Straits Times reports:

‘It’s some of the worst child abuse I’ve seen in over 30 years,’ Corpus Christi Police Captain Tim Wilson said. ‘Sometimes we see isolated incidents. What’s appalling about this is that it appears to be organized.’

The videos that have been reviewed by the police show the alleged abuses taking place as far back as 2007. Most of the workers on the tapes have been identified.

Seven of the staff at the school are on paid emergency leave. They were placed on leave by the Texas Department of Aging and Disability Services. Authorities have said that former staff may also be interviewed for the case.

The employees on leave are not allowed on the campus grounds. They are required, however, to show up at the gate each day they are on leave to sign in.

The New York Daily News reports:

“Any abuse or neglect of residents placed in our care will not be tolerated,” said Laura Albrecht, a spokeswoman for the Texas Department of Aging and Disability Services.

Texas is dealing with several abuse allegations against state school employees.

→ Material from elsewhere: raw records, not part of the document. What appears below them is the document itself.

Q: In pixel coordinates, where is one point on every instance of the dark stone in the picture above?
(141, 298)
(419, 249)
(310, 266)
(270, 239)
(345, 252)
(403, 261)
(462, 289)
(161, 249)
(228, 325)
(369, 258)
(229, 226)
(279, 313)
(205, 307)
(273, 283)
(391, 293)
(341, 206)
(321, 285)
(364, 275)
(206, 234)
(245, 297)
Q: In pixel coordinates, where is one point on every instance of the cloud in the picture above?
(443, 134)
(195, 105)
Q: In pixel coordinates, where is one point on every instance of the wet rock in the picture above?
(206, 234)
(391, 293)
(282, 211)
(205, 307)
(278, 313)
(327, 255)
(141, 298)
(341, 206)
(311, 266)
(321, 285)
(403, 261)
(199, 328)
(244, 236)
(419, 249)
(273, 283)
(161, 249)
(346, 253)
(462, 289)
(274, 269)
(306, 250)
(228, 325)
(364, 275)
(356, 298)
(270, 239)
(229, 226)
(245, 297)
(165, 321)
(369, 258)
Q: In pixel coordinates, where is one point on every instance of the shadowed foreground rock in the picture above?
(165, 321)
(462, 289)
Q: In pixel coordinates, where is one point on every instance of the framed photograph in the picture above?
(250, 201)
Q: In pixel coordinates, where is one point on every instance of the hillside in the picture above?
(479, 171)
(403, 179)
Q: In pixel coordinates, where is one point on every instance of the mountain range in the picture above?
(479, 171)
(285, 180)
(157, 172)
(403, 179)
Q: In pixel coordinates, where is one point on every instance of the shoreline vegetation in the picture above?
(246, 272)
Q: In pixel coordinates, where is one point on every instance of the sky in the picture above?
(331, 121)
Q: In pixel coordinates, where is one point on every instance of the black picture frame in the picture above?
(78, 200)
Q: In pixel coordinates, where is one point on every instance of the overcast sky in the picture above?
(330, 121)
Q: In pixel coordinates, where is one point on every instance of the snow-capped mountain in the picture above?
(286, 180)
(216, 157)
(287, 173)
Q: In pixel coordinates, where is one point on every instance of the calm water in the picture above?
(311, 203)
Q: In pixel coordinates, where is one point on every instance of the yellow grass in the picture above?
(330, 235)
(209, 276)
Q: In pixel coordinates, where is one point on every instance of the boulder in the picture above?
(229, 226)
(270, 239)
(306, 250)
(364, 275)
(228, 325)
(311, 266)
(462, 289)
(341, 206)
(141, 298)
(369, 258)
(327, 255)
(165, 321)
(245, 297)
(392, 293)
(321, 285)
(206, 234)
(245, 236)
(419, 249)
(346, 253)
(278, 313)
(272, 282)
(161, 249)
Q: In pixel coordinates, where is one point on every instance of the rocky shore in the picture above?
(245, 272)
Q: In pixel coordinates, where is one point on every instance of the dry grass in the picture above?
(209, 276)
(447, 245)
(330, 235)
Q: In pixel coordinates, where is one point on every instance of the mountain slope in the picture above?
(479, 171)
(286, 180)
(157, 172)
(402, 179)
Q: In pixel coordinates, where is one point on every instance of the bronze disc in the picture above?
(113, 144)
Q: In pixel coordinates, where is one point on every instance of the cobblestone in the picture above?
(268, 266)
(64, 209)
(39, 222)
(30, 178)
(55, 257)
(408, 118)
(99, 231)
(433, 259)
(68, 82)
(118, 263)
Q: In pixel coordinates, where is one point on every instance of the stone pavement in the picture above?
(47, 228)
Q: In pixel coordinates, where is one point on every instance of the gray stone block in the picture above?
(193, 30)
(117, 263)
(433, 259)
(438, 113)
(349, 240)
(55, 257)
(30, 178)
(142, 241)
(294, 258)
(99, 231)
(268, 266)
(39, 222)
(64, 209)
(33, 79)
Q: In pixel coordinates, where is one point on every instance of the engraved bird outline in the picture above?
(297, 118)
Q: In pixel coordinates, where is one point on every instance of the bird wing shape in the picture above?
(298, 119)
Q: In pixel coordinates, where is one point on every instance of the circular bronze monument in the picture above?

A federal report from 2008 cited 53 deaths linked to preventable conditions within these schools. The report called the hundreds of reports that have been filed on cases of abuse and injuries to patients “disturbingly high.” Almost half of state facilities are in danger of losing government funding because of alleged abuses.

The state at this time does not require staff to have fingerprinting, background checks and random drug testing when hiring employees. That is measure up for the state Legislature. Lawmakers are also wanting to create an ombudsman to investigate injuries and deaths. Texas is considering having the proposed future ombudsman oversee a hot line for abuse-and-neglect calls.